= Alexander Grigorievich Fischer von Waldheim =

German-born Russian botanist

Alexander Grigorievich Fischer von Waldheim (Александр Григорьевич Фишер фон Вальдгейм; 7 May 1803 – 13 July 1884) was a German-born Russian botanist. He was the son of the naturalist Gotthelf Fischer von Waldheim and father of the botanist Alexandr Alexandrovich Fischer von Waldheim.

== Life and work ==
Fischer von Waldheim was the son of Gotthelf Fischer von Waldheim and his godfather was Alexander von Humboldt. He learned botany from an early age at home, went to the Moscow gymnasium followed by board school before joining Moscow University in 1817 where he was trained under K. L. Goldbach and G. F. Hoffmann. He became a professor of botany and pharmacology at the Moscow Medical Surgical Academy in 1826. He married Natalie, daughter of Hoffmann in 1830 and became director of the botanical garden after the death of his father-in-law. The Medical Surgical Academy was dissolved in 1843 and he then held positions at the Lomonosov University. He resigned in 1865.
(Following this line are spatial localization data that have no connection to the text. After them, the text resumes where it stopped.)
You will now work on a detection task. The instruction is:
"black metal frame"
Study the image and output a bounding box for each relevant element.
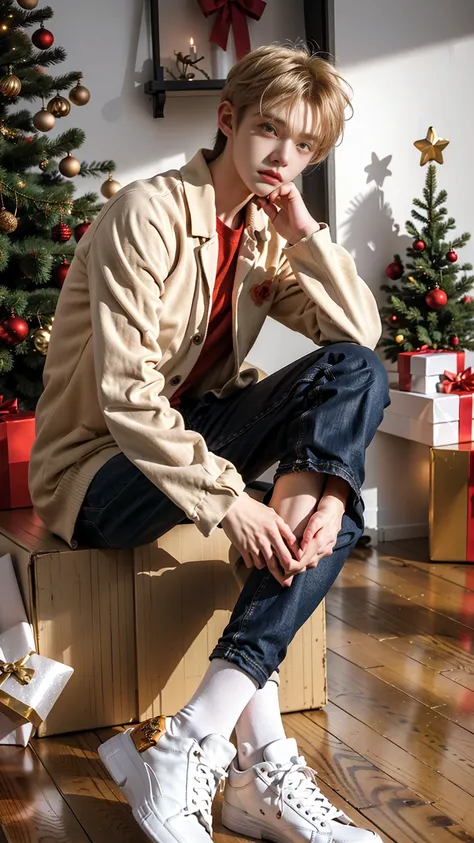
[302,0,335,228]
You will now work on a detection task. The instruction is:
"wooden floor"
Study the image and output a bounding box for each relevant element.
[2,537,474,842]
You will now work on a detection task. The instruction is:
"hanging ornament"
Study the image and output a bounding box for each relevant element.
[74,221,90,241]
[0,66,21,98]
[47,92,70,118]
[386,314,399,325]
[425,287,448,310]
[39,158,49,171]
[412,239,425,252]
[33,326,50,354]
[385,260,404,280]
[450,335,460,347]
[101,173,122,199]
[69,76,90,106]
[1,314,28,345]
[33,101,55,132]
[446,249,458,263]
[31,23,54,50]
[59,152,81,177]
[463,296,472,304]
[52,258,70,288]
[395,334,405,344]
[0,189,18,233]
[413,126,450,166]
[51,220,71,242]
[17,0,39,7]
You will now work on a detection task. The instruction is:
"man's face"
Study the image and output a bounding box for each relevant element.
[230,99,317,197]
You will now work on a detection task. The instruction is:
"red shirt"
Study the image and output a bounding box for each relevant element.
[170,215,244,407]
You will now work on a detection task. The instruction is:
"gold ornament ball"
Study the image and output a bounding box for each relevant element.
[395,334,405,344]
[39,158,49,171]
[33,327,51,355]
[59,152,81,178]
[0,72,21,97]
[17,179,25,188]
[69,81,90,106]
[17,0,39,8]
[47,94,71,118]
[33,107,55,132]
[0,210,18,233]
[101,174,122,199]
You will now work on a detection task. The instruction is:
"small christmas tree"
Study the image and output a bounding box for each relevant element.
[380,155,474,363]
[0,0,121,408]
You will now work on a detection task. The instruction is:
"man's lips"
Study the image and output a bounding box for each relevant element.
[258,170,282,183]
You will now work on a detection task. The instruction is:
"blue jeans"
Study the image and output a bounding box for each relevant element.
[74,342,390,687]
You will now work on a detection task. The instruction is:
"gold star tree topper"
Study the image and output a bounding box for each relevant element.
[414,126,450,166]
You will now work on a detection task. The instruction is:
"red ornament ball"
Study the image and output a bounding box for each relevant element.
[51,222,71,243]
[463,295,472,304]
[412,240,425,252]
[52,259,70,288]
[74,221,90,242]
[385,261,404,280]
[1,315,29,344]
[446,249,458,263]
[31,26,54,50]
[425,288,448,310]
[450,335,460,346]
[386,314,398,325]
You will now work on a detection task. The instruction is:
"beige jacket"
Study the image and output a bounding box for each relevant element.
[29,149,382,546]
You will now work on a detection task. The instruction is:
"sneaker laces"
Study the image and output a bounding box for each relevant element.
[186,746,229,834]
[267,755,344,823]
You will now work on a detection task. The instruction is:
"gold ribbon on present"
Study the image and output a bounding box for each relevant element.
[0,653,36,687]
[440,367,474,393]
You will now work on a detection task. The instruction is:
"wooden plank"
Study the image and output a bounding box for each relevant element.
[0,744,90,842]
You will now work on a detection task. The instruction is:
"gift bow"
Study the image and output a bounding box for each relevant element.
[0,395,18,415]
[197,0,267,60]
[0,653,35,687]
[441,368,474,394]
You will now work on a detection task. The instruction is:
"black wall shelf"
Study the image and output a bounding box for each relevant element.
[145,0,225,117]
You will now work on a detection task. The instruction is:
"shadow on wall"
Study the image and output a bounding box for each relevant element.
[337,0,474,66]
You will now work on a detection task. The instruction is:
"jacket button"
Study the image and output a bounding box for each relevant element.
[192,333,203,345]
[170,375,181,386]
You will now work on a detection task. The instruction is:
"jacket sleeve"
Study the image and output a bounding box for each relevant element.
[86,192,245,537]
[268,225,382,350]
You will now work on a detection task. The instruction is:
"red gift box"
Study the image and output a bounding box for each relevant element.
[0,397,35,510]
[398,349,466,391]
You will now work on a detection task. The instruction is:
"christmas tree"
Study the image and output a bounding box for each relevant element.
[0,0,120,408]
[379,131,474,363]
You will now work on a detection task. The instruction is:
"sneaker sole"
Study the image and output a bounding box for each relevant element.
[98,730,179,843]
[222,802,289,843]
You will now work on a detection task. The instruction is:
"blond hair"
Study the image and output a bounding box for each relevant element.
[213,44,352,164]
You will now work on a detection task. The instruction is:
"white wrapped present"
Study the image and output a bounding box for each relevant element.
[0,553,73,744]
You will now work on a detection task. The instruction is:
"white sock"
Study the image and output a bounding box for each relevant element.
[169,658,259,743]
[235,677,287,770]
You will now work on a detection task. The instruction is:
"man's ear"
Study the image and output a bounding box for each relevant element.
[217,100,234,139]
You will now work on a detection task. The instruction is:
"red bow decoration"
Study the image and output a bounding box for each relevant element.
[440,368,474,394]
[0,396,19,415]
[197,0,267,60]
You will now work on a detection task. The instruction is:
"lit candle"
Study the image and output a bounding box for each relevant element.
[189,37,197,59]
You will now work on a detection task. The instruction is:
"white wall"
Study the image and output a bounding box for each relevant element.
[49,0,474,537]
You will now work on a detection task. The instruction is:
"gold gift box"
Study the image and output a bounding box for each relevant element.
[430,443,474,561]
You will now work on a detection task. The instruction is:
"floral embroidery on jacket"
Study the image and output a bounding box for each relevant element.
[250,280,273,306]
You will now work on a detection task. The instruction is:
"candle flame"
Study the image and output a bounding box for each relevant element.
[190,37,194,46]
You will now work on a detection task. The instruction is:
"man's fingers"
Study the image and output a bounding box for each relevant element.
[276,517,301,559]
[242,550,253,569]
[267,554,293,587]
He took a special interest in plant anatomy and designed a microscope along with Vincent Chevalier. He was a secretary for the Société Impériale des Naturalistes de Moscou from 1825 to 1835 and served as its president from 1872 to 1884. He was awarded a Grand Cross of the Russian order of St. Anne and a Grand Cross of the Württemberg Friedrich Order. His son Alexander served as a professor of botany in Warsaw from 1897 to 1917.